Das stille, laute, weinende Land – Rumänien im Jahr 1990

Der folgende Artikel vom Herausgeber wurde in der Ausgabe der Zeitung „Österreichisches Jugendrotkreuz“ Ende 1990 veröffentlicht und stellt die Wahrnehmungen hinsichtlicht der gesellschaftlichen und wirtschaftlichen Veränderungen 1 Jahr nach der Revolution aus der Sicht des damaligen ehrenamtlichen Mitarbeiters des Jugendrotkreuzes & Roten Kreuzes während seiner zahlreichen Rumänienaufenthalte dar.

Landschaft in Rumänien

Landschaft in Rumänien

Die erste Revolution der Neuzeit ist zwar schon fast ein Jahr vorüber, aber trotzdem mangelt es in Rumänien eigentlich noch so an allem, was man sich vorstellen kann. Ob Nahrungsmittel, Bekleidung, Medizin, ja selbst am für uns selbstverständlichem Wasser.

Es wird Jahre dauern bis annähernd eine Infrastruktur im Land vorhanden sein wird. Aus diesem Grund hat die Hainburger Jugendrotkreuz-Gruppe NEPTUN mit ihren eigenen Hilfsprojekten im September mit Unterstützung der Landesleitung begonnen. Auch wenn die Möglichkeiten einer kleinen Jugendrotkreuz-Gruppe mit 25 Mitgliedern beschränkt sind, ist die gezielte und direkte Hilfe noch immer eine effizientere, als einfach Güter an einem Ort abzuladen, wo viele Dinge dann zu guter Letzt in duklen Gassen enden.

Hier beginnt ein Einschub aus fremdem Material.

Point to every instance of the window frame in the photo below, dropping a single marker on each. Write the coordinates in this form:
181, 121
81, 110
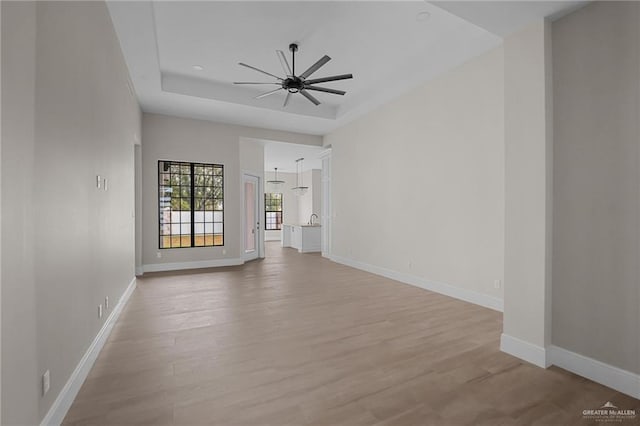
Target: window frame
266, 211
192, 211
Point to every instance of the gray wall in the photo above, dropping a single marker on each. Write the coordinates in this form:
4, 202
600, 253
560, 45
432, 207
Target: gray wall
68, 116
425, 174
597, 183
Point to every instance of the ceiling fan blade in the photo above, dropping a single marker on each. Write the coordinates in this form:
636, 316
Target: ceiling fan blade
283, 61
252, 82
324, 89
332, 78
271, 92
311, 98
259, 70
313, 68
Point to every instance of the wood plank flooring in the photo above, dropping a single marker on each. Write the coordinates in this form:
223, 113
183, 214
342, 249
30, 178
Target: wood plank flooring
295, 339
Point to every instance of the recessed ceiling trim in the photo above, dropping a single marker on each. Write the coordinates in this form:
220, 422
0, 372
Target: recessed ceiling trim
209, 89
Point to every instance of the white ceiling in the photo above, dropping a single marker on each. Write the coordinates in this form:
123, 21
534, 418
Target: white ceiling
284, 155
383, 44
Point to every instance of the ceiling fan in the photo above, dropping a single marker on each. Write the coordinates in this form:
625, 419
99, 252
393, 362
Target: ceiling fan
293, 83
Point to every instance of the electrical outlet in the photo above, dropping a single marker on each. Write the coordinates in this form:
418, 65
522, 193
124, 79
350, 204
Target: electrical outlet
46, 382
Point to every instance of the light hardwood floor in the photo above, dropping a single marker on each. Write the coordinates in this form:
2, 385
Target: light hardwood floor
295, 339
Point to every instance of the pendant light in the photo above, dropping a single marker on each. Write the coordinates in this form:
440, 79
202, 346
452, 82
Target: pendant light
275, 183
300, 189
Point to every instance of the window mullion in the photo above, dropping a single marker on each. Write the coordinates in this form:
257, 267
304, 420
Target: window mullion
193, 211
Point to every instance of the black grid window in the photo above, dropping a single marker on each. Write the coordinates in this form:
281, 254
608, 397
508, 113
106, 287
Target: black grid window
273, 211
191, 204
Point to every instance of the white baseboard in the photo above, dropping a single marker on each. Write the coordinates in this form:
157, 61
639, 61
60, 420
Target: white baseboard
65, 398
621, 380
176, 266
529, 352
438, 287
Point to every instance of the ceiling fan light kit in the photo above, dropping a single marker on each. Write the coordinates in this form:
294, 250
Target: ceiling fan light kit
293, 83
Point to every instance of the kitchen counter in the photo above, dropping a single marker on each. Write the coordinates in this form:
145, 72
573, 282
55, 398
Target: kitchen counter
305, 238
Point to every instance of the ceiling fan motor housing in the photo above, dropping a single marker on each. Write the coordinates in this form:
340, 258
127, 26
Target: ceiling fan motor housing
293, 84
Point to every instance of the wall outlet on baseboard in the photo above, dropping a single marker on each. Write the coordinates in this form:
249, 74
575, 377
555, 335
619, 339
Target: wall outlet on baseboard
46, 382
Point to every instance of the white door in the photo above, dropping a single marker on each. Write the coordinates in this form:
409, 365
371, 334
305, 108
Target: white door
251, 217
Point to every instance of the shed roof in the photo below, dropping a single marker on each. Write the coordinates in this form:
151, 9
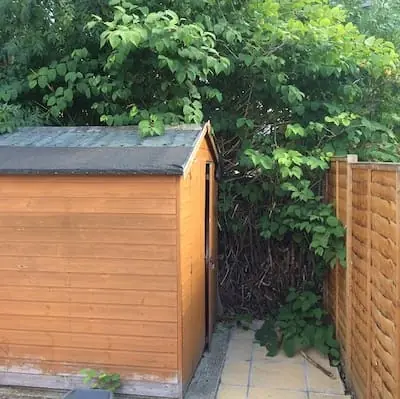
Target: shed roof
98, 150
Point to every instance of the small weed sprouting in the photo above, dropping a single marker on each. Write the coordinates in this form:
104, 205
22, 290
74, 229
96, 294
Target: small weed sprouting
101, 380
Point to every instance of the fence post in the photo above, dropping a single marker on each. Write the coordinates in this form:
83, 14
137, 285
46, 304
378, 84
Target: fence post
397, 308
351, 159
369, 298
337, 204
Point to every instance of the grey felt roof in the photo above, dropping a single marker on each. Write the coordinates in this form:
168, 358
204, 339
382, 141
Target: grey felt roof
96, 150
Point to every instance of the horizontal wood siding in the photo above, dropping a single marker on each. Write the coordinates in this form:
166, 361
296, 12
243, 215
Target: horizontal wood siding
192, 262
88, 275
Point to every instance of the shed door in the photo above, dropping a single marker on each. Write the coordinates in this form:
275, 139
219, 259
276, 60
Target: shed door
211, 250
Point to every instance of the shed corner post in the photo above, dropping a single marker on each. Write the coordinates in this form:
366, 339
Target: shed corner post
397, 307
350, 160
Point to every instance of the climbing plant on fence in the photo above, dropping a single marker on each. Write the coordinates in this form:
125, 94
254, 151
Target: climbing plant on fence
286, 83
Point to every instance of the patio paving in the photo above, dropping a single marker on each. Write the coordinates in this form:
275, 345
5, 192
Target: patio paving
249, 374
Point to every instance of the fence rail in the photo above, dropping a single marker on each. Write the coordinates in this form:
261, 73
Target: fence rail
364, 297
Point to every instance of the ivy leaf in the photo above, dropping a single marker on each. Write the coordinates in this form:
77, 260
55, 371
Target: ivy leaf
61, 69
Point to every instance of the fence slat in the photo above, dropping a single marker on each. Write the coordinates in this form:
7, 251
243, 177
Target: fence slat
364, 298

Die Gruppe brachte unter anderem bedürftigen Kindern in Arbeiterkindergärten Winterbekleidung, Obst und andere kleine Präsente. Die Kleidung wurde von Allen zuerst anprobiert. Die mitgebrachten Einwegspritzen aufgeteilt für eine Schulimpfungsaktion und ein Krankenhaus. Es wird immer schwerer für derartige Hilfsaktionen das Verständnis und die Unterstützung der eigenen Bevölkerung zu bekommen, aber was können die Millionen, die in ihrer Heimat sind, für die vielleicht schlechten Taten ihrer Landsleute, die sie verlassen haben? Oder sind sie Schuld daran, daß eine Führung mit neuem Namen nicht im Stande ist, die Dinge in mancherlei Hinsicht zu verbessern? Wenn die Frau IANCU ein Brot und Milch kaufen möchte und 2 Stunden in der Schlange ansteht und dann vielleicht mit leeren Händen nach Hause kommt und dort zwei Kinder warten – kann man es ihr verübeln, wenn sie nichts bekommt, daß sie einmal das Land verlassen will?

Wir müssen lernen zu unterscheiden. Wir dürfen nicht alle Menschen in einen Topf werfen. Pole ist nicht gleich Pole. Der Schwarzhändler, der bei uns billig einkauft, ist nicht der gleiche Pole, der ihm die Ware ums teure Geld abkauft. Und Rumäne ist nicht Rumäne. Wie auch bei uns, gibt es dort Menschen, die immer redlich gearbeitet haben und die, die es nicht taten.

Wir sind Menschen, wir sind menschlich, also human. Wir haben eine Verpflichtung, nicht nur weil wir Angehörige des Roten Kreuzes/Jugendrotkreuzes sind, zu helfen, sondern weil wir nicht tatenlos zusehen können. Daß wir Mitglieder des RK/JRK sind, hilft uns dabei und vereinfacht manche Dinge. Aber wir helfen nicht, weil wir dabei sind, sondern wir sind dabei, weil wir helfen wollen.

Glöckels Artikel aus 1990Resignation, Verzweiflung und Aufruhr prägen das Land zur Zeit. Sie sind Vorboten einer hoffentlich bald eintretenden Veränderung. Bis die Verbesserung der Situation eintritt, werden noch Viele das Land verlassen, aber nicht als politische Flüchtlinge. Wußten Sie, daß z.B. aus dem Bereich Siebenbürgen ca. 220.000 Menschen deutscher oder österreichischer Abstammung sind und bereits 90.000 heuer das Land verlassen haben? Aber Viele haben ihr Haus oder die Wohnung nicht verkauft, in der Hoffnung eines Tages zurückzukehren. Wir können sie nur unterstützen, indem wir unsere Hilfe fortsetzen und die sehr schwierige Zeit zu überbrücken helfen.

Im Jänner wird unsere Gruppe wieder einen Hilfstransport durchführen. Es wird schwer werden, die benötigten Materialien für die Schulzahnarztpraxis zu bekommen, aber wenn wir jetzt aufgeben würden, würden wir der Ohnmacht des Nichthandelns verfallen und das wäre Resignation unsererseits.